In der von Berlin festgelegten Rassenhierarchie rangierten die Slawen ganz unten auf der Stufenleiter, unmittelbar über den Juden, Zigeunern und Schwarzen. Daher war die Lebensmittelrationierung in Osteuropa besonders grausam.
In den besetzten Ländern Osteuropas fiel die Tagesration eines Erwachsenen rasch unter 1000 Kilokalorien pro Tag (wir erinnern uns: Überlebensnotwendig sind 2200 Kilokalorien). Schon bald entsprach sie der eines Häftlings in den Konzentrationslagern.

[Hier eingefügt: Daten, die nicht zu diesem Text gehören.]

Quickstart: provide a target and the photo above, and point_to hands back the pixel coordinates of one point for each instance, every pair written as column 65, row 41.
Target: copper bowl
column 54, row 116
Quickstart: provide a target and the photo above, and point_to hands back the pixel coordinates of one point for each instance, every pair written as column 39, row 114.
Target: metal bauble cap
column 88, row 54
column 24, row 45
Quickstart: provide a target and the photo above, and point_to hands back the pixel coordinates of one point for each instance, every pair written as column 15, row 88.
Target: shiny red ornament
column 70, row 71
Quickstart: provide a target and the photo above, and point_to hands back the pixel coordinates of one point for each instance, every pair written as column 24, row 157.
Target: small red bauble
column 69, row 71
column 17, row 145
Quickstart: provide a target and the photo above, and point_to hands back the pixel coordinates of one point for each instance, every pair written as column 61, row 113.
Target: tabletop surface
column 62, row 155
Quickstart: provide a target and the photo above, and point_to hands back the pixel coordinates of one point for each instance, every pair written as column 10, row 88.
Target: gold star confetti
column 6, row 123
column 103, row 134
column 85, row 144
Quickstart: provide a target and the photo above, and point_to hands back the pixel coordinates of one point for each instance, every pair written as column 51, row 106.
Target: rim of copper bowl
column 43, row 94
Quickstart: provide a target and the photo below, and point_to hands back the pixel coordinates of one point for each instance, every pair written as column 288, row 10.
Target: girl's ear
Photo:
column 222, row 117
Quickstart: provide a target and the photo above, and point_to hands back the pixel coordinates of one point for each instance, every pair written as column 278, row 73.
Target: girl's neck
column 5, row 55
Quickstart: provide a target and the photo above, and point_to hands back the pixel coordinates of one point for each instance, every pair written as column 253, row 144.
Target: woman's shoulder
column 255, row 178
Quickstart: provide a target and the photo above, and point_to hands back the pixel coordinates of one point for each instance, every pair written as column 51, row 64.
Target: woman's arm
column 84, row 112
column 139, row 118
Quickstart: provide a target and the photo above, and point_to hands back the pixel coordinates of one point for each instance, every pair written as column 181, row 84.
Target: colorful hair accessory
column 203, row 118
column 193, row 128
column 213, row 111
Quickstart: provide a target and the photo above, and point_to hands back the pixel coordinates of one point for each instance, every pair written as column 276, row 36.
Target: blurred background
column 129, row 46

Sie bestand vor allem aus oft verfaulten Kartoffeln und Brot, das häufig verschimmelt war.
1943 gelang es Maria Babicka, einen Bericht über die polnische Nahrungssituation aus dem Land hinauszuschmuggeln. Er wurde im Journal of the American Dietetic Association veröffentlicht. Babicka schrieb: »Das polnische Volk ernährt sich von Hunden, Katzen und Ratten und kocht sich Suppen aus den Fellen von Aas oder Baumrinde.« 117
Im Winter 1942 wurde die tägliche Ration eines erwachsenen Polen im Mittel auf 800 Kilokalorien reduziert. Die Folge: Die Bevölkerung litt unter Hungerödemen, Tuberkulose, der fast vollkommenen Unfähigkeit, normal zu arbeiten, und einer rasch zunehmenden Antriebslosigkeit infolge von Blutarmut. 118
Die Nazistrategie, die darauf abzielte, bestimmte Bevölkerungen oder Bevölkerungsgruppen durch Hunger zu schwächen oder zu vernichten, wurde in verschiedenen Spielarten umgesetzt.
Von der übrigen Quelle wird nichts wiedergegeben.